まったく、こんなにも近くに想定読者がいたのに、市場調査をしていたとは。と自嘲する。
「絶対に流行ると思うよ。文豪とかの偉そうな文章じゃなく、肩の力を抜きながら読めるし、その中に感動があったり、学びがあったりするんだ! 若者には今後、こういった本がどんどん売れていくと思うよ!」
雄のこんな輝いた瞳を見たのは久しい。
人生とは、家族とは、なんというタイミングで再度つながるモノなのかと独り言ちる。
***
ああ、話が逸れてしまった。
元に戻そう。
この男の作品の中で一つだけ、気にかかることがある。
地球人が宇宙で戦う方法が、戦艦を使うのだ。
しかも海軍が使っていた、あの憎き名前を冠する戦艦だ。
私は、陸軍に何度も人生を狂わされてきたが、それ以上にキライなのは海軍である。
徴兵時に私は陸軍に召集され、そこで戦争や兵器、設備のイロハを学んでいた。
陸軍の教官たちは、海軍を悪鬼のように嫌っていた。
私は「同族だろ」と心の中で思っていたのだが、それは大きな勘違いだった。
ある日、うちの装備の一部を海軍の連中が引き受けに来るということがあった。
教官たちは朝から、イライラを隠せないらしく、それは私たちへの暴力に現れた。
まあ、いつものことであるのだが。
海軍の連中は、大人数で来るなりに装備を分解し、車にあっさりと積み込んでしまった。
手を貸そうとするも、
「ワンころどもの手は借りんよ」
と侮蔑に満ちた言葉を浴びせられたのだ。
取り残された私は「ワンころ?」とその時はまったく意に介していなかった。
後で知ったことだが、軍の中でも序列のようなモノがあるらしく、陸軍は海軍に見下されていることを知った。
海軍は戦火の中へ。

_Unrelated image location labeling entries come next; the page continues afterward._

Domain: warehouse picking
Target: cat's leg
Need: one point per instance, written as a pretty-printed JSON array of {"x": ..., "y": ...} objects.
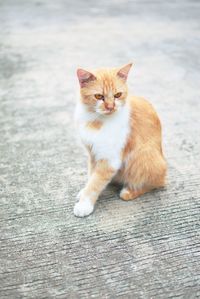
[
  {"x": 129, "y": 194},
  {"x": 100, "y": 178},
  {"x": 91, "y": 165}
]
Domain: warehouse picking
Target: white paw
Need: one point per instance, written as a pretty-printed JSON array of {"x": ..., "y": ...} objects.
[
  {"x": 78, "y": 196},
  {"x": 83, "y": 208}
]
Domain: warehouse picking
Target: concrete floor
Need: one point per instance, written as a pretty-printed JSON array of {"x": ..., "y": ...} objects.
[{"x": 147, "y": 248}]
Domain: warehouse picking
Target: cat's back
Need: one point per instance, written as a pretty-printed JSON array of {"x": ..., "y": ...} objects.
[{"x": 145, "y": 123}]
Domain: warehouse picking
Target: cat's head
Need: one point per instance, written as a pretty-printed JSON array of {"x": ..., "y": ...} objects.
[{"x": 104, "y": 91}]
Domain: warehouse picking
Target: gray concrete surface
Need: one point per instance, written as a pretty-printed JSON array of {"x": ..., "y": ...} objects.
[{"x": 147, "y": 248}]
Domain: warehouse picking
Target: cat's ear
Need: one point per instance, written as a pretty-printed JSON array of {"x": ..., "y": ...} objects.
[
  {"x": 123, "y": 72},
  {"x": 84, "y": 77}
]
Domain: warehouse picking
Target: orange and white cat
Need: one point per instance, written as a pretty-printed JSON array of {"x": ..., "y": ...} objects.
[{"x": 122, "y": 135}]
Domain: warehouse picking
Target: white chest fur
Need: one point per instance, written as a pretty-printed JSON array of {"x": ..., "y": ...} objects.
[{"x": 108, "y": 141}]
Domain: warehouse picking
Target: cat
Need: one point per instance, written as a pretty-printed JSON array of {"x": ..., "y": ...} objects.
[{"x": 122, "y": 135}]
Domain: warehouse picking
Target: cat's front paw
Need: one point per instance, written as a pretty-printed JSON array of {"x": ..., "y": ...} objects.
[{"x": 83, "y": 208}]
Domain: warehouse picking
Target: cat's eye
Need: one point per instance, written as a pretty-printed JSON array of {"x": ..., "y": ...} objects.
[
  {"x": 118, "y": 95},
  {"x": 99, "y": 96}
]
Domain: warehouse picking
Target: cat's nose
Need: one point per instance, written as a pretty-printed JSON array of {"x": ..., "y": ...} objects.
[{"x": 110, "y": 106}]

陸軍は本土決戦における肉の壁。
つまり軍の中で陸軍は、非戦闘員であるにも関わらず、軍を名乗る輩として扱われているのだ。
そして、最終局面においては、自らの肉体を挺して国民や御大をお守りする。
なんとも嫌な愛称をつけられたものだと、聞いた時には吐き気を催した。
その海軍の代名詞とも呼べる戦艦を冠する作品とは。
気持ちが穏やかではない。
「いや~。お目を付けていただき、嬉しいです~。夕日新聞社さんお抱えの出版社が興味を持ってもらえるってことは、これからはSF小説の時代ですかね~。私も次々と書いていきますよ~」
ヒッピー崩れの老僧は、丸い眼鏡の奥の眼をいやらしくゆがめる。
本当にこいつの書く作品にわが社の命運を託していいのだろうか……。
午後には、もう一人の物書きと会うことになっていた。
事務所に現れた男は痩身、面長でまるで馬のような男だった。名を「豊野」という。
だがこいつに目を付けたのは、漫画も物書きもできるとの評判からだった。
今や漫画界隈では引っ張りダコになっている、鷲鼻眼鏡のいけ好かない男の元でも修行をしていたと聞く。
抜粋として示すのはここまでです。